If you knew anything about politics or economics you would know that a free
market doesn't benefit big business. A free market where politicians
haven't been manipulated by wealthy corporations and individuals is a level
playing field. Small companies will be able to effectively compete against
large companies. This creates more innovation, safety features, and lower
prices due to higher competition in the marketplace. Currently large
businesses bribe politicians to make it more difficult for other companies
to compete. This means that the large company doesn't have to pay their
workers as much because they don't fear competition. When we remove these
artificial trade barriers and everyone plays by the same rules the market is
alive with fair competition. With more competition in the marketplace,
skilled labor is in higher demand and the salary of these workers rise.
Higher competition also ensures that companies will take a smaller profit
margin and won't pass on the higher labor costs to the consumers.

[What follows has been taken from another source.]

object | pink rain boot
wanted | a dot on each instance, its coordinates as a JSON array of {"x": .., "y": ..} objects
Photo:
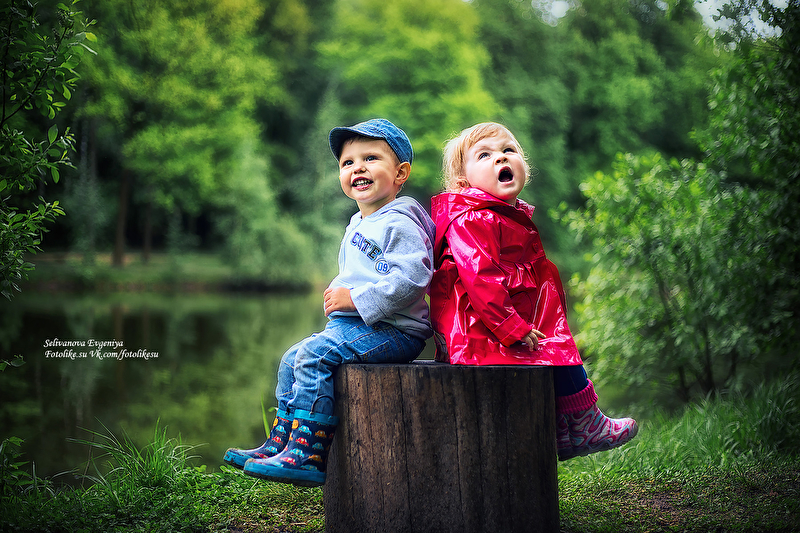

This in conjunction with removing all unconstitutional aspects of federal
government including the unconstitutional social programs (welfare, social
security, public education, etc.) will allow the federal government to run
solely on tariffs and excise taxes (which will be a flat 2% for everyone to
ensure that the market stays fair). This would allow us to get rid of
income tax all together. Americans are the most generous people on the
planet. They donate more money to charity than anyone else on earth. And
that's despite the fact that they work nearly half of the year as a slave to
the government. Just think of they could keep 100% of their income.
Instead of the government forcing money from the people, charity would be
voluntary and more effective. Only 20 cents of every dollar that the
government takes for these unconstitutional social programs actually makes
it to the intended recipients. Compare that to the 86 cents per dollar that
non-profit charities typically get to the intended recipients? This means
that even if people only gave 25% of the money that is strongarmed from them
by the government, the poor, elderly, and infirmed who currently recieve
help from the government would actually get more than they already do.
Think about that. We wouldn't be using force and the people who needed help
would actually get more of it. Not only that we'd have more of our hard
earned money to keep for other things. I don't know about you but for the
money I pay in taxes I could get the best health insurance on the planet
(heck I could almost get a new kidney every year!). I could send my children
to the best schools that taught things that I wanted them to learn. I could
have more than a million dollars for my retirement if all I paid was the
same amount I already pay in social security instead of zero dollars which
is what I will get.

Why do socialists fear personal responsibility so much? Do they think that
the government is more generous than the American people? Do they think
that George Bush knows better than their doctors which medicine they should
take? Do they think that George Bush will take better care of their
families than they will themselves? Do they want the government to tell
them what their children should learn? Do they want the government to tell
them what they can or can't do with their own bodies?

Personally speaking, I am for freedom. Freedom and Responsibility are
inseparable. You can't have one without the other. I want to be free to
choose for myself how to invest my money, which charities I want to support,
which schools my children will attend and what they will learn, what health
plan is best for me, what I will do with my body and what goes into my body,
what I will own and what I won't, etc... I'm willing to take responsibility
for my own life and my own actions. I realize that many people fear
responsibility.

For the people who really want someone else to run their lives and spend
their money, I'm sure they'll be able to find someone more than willing to
do it. But don't force me to join that club. Allow me to choose freedom
instead of oppression. Allow me to run my own life anyway I want as long as
my actions don't harm another person or their property. Allow me to make my
own decisions about my own life and I promise I'll do the same for you.